Langchain with Continuous Learning
Learn how to finetune each agent in your workflow without changing a line of code.
LangChain (and LangGraph) make it easy to wire up multi-step agent workflows. The hard part is keeping quality high as your workflow evolves—without turning every prompt tweak into a months-long finetuning project.
This guide shows a simple pattern: treat each LangGraph node as its own learning surface. We route different parts of a user request to specialist agents, log the traffic per node, and continuously improve each node’s model without rewriting your application code.
What you’ll build
- 3 specialist agents (GitHub, Slack, Notion)
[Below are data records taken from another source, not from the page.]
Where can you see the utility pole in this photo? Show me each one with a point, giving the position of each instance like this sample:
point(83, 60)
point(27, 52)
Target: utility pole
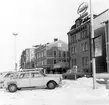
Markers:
point(92, 47)
point(15, 34)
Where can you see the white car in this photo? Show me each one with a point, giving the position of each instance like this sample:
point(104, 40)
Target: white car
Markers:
point(31, 79)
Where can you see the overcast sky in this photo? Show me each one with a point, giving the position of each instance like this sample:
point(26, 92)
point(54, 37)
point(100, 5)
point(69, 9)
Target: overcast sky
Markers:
point(36, 22)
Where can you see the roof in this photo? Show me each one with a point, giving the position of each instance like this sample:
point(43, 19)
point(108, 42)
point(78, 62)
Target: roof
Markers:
point(60, 44)
point(98, 19)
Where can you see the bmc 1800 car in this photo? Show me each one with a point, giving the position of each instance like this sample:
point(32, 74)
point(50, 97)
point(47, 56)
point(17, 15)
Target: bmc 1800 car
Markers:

- A router model that decides which specialists to call
- A synthesizer model that merges outputs into a final answer
- A clean separation of logs so each component can be optimized independently
Why per-node finetuning matters
If you optimize the entire agent workflow as one giant model, your training data becomes a soup of unrelated tasks: retrieval, routing, synthesis, formatting, and domain knowledge. Per-node containers keep the objective focused—so a small model can get very good at one job.
Create Maniac containers
A Maniac container represents a specific task in your workflow. In the world of langgraph, we create as many containers as we have LM-based nodes in the graph. Each container tracks inference logs separately so that we optimize our models on as specific of a task as possible.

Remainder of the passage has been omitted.